Since GCC 4.2 is upcoming, our resident GCC guy doko asked me to find someone to have a look at updating the Debian patches for GCC 4.1 so that they'd apply. Since I need to learn about GCC anyway for the Debian/ColdFire project (which nobody seems to be working on except for me), I started looking into it myself. The procedure is simple enough: uncomment lines in debian/rules.patch, and fix those m68k-specific patches that break.
The first one was easy. debian/patches/m68k-gc.dpatch has been integrated upstream, so is no longer necessary.
The second one was slightly more involved. But only slightly so; the patch tried to change libffi/src/m68k/sysv.S, which had received some three extra lines that conditionally add a .note.GNU-stack section.

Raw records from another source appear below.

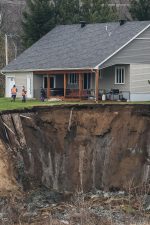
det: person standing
[11,84,17,102]
[22,86,27,102]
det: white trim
[115,66,126,84]
[94,24,150,69]
[136,38,150,40]
[0,67,93,75]
[43,75,56,88]
[68,73,78,85]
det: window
[115,66,125,84]
[68,73,77,84]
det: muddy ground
[0,105,150,225]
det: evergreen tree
[55,0,80,24]
[81,0,118,23]
[129,0,150,20]
[22,0,55,48]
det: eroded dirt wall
[1,105,150,191]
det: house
[2,20,150,101]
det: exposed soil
[0,105,150,225]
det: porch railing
[34,88,130,100]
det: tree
[81,0,118,23]
[129,0,150,21]
[55,0,80,24]
[22,0,55,48]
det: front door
[50,76,56,89]
[83,73,91,90]
[6,77,15,97]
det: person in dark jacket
[11,84,17,102]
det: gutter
[94,24,150,69]
[1,67,93,74]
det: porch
[33,70,99,99]
[33,65,130,100]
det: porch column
[64,73,67,98]
[79,73,83,98]
[47,76,51,98]
[95,70,99,101]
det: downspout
[1,71,6,97]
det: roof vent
[119,20,126,26]
[80,21,86,28]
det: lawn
[0,98,150,111]
[0,98,67,111]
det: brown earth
[0,105,150,191]
[0,104,150,225]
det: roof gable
[3,21,150,71]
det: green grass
[0,98,150,111]
[0,98,68,111]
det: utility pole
[5,34,8,66]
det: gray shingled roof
[3,21,150,72]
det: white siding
[130,64,150,101]
[99,65,130,91]
[5,72,33,97]
[102,28,150,67]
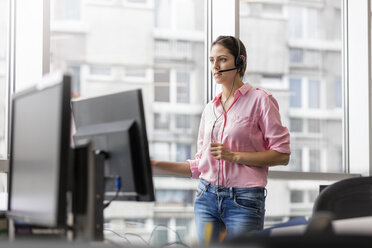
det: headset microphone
[218,67,239,73]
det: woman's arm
[151,160,191,177]
[211,143,289,166]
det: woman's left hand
[211,143,235,162]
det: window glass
[154,69,170,102]
[291,190,304,203]
[289,78,302,108]
[335,79,342,108]
[176,144,191,162]
[177,71,190,103]
[307,119,321,133]
[0,0,9,159]
[152,218,169,246]
[309,149,322,172]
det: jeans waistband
[200,179,267,197]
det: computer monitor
[72,89,155,201]
[7,73,71,227]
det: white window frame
[206,0,372,180]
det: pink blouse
[187,83,290,187]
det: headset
[211,36,244,190]
[218,36,244,73]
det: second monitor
[72,89,155,201]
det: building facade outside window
[240,0,344,218]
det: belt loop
[204,182,211,192]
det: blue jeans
[194,179,266,244]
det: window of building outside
[50,0,206,245]
[239,0,345,220]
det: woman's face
[209,44,237,84]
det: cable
[124,233,151,247]
[103,176,121,209]
[211,77,235,190]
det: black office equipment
[7,74,71,227]
[313,177,372,220]
[72,90,155,201]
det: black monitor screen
[8,75,71,227]
[72,90,154,201]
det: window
[175,115,191,129]
[307,119,321,133]
[154,113,170,129]
[288,6,304,39]
[291,190,304,203]
[176,144,191,162]
[177,71,190,103]
[0,0,10,159]
[90,65,111,76]
[289,118,303,133]
[53,0,81,21]
[289,148,303,171]
[309,149,322,172]
[125,66,146,78]
[154,69,170,102]
[152,218,169,246]
[289,78,302,108]
[309,79,320,108]
[289,48,304,64]
[67,66,81,98]
[241,0,342,222]
[335,79,342,108]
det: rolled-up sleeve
[187,112,205,178]
[259,94,291,154]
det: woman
[152,36,290,244]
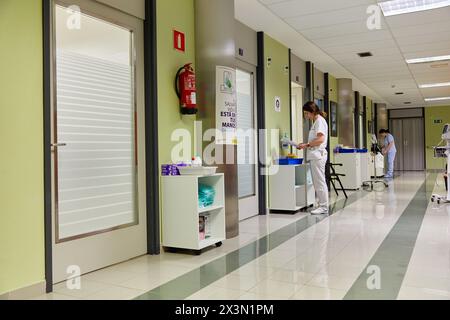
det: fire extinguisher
[175,63,198,115]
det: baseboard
[0,281,46,300]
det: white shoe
[311,207,328,216]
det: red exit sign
[173,30,186,52]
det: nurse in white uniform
[298,102,329,215]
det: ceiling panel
[260,0,376,19]
[286,5,367,30]
[259,0,450,107]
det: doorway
[291,82,305,158]
[51,0,147,283]
[236,66,258,221]
[390,118,425,171]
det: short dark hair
[303,101,328,118]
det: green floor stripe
[136,188,370,300]
[344,174,437,300]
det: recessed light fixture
[358,52,373,58]
[425,97,450,102]
[430,63,448,69]
[378,0,450,17]
[406,55,450,64]
[419,82,450,89]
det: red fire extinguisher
[175,63,198,115]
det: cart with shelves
[269,163,316,213]
[161,174,226,253]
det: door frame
[386,107,428,171]
[236,59,259,221]
[42,0,160,293]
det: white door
[52,0,147,283]
[236,69,258,221]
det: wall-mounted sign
[173,30,186,52]
[216,66,237,145]
[275,97,281,112]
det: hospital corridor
[0,0,450,310]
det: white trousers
[310,155,329,209]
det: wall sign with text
[216,66,237,145]
[173,30,186,52]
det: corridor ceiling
[236,0,450,108]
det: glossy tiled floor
[32,173,450,300]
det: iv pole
[363,134,389,191]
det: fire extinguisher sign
[173,30,186,52]
[216,66,237,145]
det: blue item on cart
[198,184,216,208]
[277,158,303,166]
[337,149,358,153]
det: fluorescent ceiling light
[378,0,450,17]
[406,55,450,64]
[419,82,450,89]
[425,97,450,102]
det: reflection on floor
[31,173,450,300]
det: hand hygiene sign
[216,66,237,145]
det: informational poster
[216,66,237,145]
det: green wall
[156,0,196,235]
[264,35,291,156]
[157,0,196,164]
[328,74,339,163]
[0,0,45,294]
[425,105,450,170]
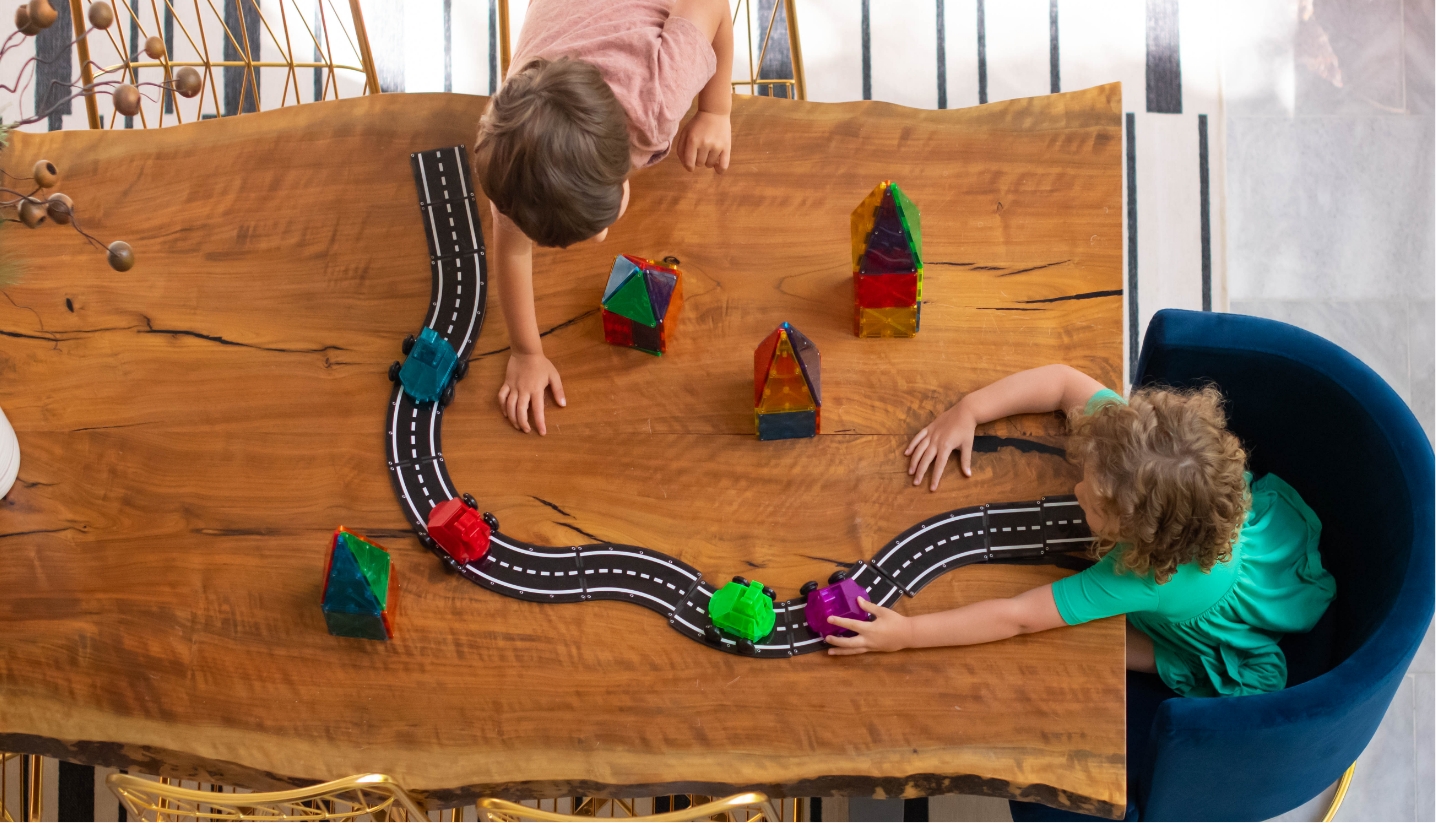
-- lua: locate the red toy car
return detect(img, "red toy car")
[428,494,493,564]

These three lines weren't there at first; but the .S file was otherwise entirely unchanged, so fixing this was rather easy.
The next one is, uh, pretty hard. gcc/config/m68k/m68k.md is a file of 7k LOC in the GCC-specific "RTL" pseudo-assembly language, which I'm not at all familiar with. Yet, anyway. As a bonus, the first hunk in this file which fails to apply does so because that bit of this code has been changed rather significantly from GCC 4.1 to 4.2. Meaning:
Wish me luck. At least the first two parts are almost finished; after skimming through chapters 12 and 14 of gccint.info, this hugging code almost makes sense to me.
(oh, and if that last link doesn't make any sense to you, ask me for my fortune file at debconf)
(which is in less than a month! whee! excitement!)